Note: The InFocus IN126STa has the default setting for White Intensity at the maximum for the brightest preset picture modes, but at a mid-level setting as the default for the best out-of-the-box preset picture modes. With these reduced settings less white light is being used, but further improvements in picture accuracy can be achieved by reducing the White Intensity setting to its minimum value.
Using a clear segment to provide boosted white levels, can be useful for some business or classroom applications where maximum brightness is needed to overcome room lighting while having accurate colors are not essential. The alternative of reducing or eliminating the use of the white light on single chip DLP projectors will produce a more accurate picture, but at the penalty of less brightness for whites and lighter shades.
For more information on the topic see our video on Color Brightness - HERE.
As noted in the previous section of this review, the IN126STa has excellent contrast for this class of business/education projector. As with other projectors we have reviewed, the manufacturer's specified contrast ratio frequently has little connection to the real world contrast performance of the projector.
Like many other business/classroom projectors, the IN126STa has a feature that when turned on will dim the lamp when dark or black images are being displayed. However, this dimming does not happen fast enough to be of any real would use when projecting videos and even for presentations/still images it doesn't improve the displayed images. Rather it's more of a power saving feature that perhaps will also extend the life of the lamp.

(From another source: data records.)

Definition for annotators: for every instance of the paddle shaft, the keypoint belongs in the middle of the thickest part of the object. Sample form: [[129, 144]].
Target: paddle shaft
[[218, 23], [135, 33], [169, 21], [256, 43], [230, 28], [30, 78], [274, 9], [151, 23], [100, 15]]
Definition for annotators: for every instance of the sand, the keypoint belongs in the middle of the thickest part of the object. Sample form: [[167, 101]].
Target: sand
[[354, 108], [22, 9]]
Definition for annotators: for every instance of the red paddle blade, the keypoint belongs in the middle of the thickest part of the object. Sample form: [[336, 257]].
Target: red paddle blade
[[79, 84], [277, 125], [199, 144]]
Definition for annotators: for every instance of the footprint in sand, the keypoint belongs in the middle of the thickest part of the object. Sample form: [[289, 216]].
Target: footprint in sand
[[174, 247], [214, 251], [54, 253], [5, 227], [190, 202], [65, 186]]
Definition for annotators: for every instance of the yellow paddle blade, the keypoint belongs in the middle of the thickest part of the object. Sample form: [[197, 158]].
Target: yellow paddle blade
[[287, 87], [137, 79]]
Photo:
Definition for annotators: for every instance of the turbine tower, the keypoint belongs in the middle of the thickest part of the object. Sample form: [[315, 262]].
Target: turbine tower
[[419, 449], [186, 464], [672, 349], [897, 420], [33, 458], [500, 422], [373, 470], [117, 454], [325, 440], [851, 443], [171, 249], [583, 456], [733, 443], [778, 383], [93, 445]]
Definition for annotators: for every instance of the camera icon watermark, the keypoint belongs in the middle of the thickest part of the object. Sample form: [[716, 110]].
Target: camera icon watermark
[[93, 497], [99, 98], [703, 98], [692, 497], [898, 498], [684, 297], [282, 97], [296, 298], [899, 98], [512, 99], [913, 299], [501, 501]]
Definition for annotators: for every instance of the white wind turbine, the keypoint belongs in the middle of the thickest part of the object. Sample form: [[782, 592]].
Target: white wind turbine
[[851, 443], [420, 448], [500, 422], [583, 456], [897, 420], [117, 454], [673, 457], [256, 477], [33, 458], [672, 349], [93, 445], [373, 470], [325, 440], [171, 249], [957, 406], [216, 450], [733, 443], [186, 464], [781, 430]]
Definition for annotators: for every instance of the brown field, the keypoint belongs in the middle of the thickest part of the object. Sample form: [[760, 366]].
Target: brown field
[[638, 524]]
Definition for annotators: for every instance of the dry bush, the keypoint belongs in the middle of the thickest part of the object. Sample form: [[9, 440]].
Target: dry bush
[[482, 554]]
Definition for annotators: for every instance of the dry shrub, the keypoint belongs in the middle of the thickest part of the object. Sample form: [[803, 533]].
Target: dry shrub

When this feature is present on a projector the manufacturer will usually calculate the contrast ratio by measuring the maximum brightness for a full white image then measure minimum light output when displaying a full black image with the lamp dimming activated.
For a more real world assessment of the contrast ratio of the IN126STa, I turned off the lamp dimming and measured the contrast ratio in Bright Picture Mode where the result was a very respectable ~ 2500:1. This is 5 to 10 times better than what is typical for 3LCD business/education projectors and even 2 times higher what I recently measured for a LCoS based business projector. Among DLP based business/education projectors, this is a better than average result.
We do not measure the audible noise levels produced by the projectors being reviewed. The InFocus IN126STa is specified to produce a noise level of 32 dB in high lamp mode and 30 dB in Eco mode. These values are a reasonably low for this class of projector. While the noise level, especially with the lamp operating in high mode, is certainly very audible in a quiet room, but is not loud enough prove distracting when this projector is being used in the intended business or classroom environment. I would note that the high lamp mode produces a noise level comparable to some home theater projectors, when such projectors are operating in their normal/high lamp mode. Changing to the “Eco” mode resulted in a noticeable decrease in noise level, but still audible in a quite room.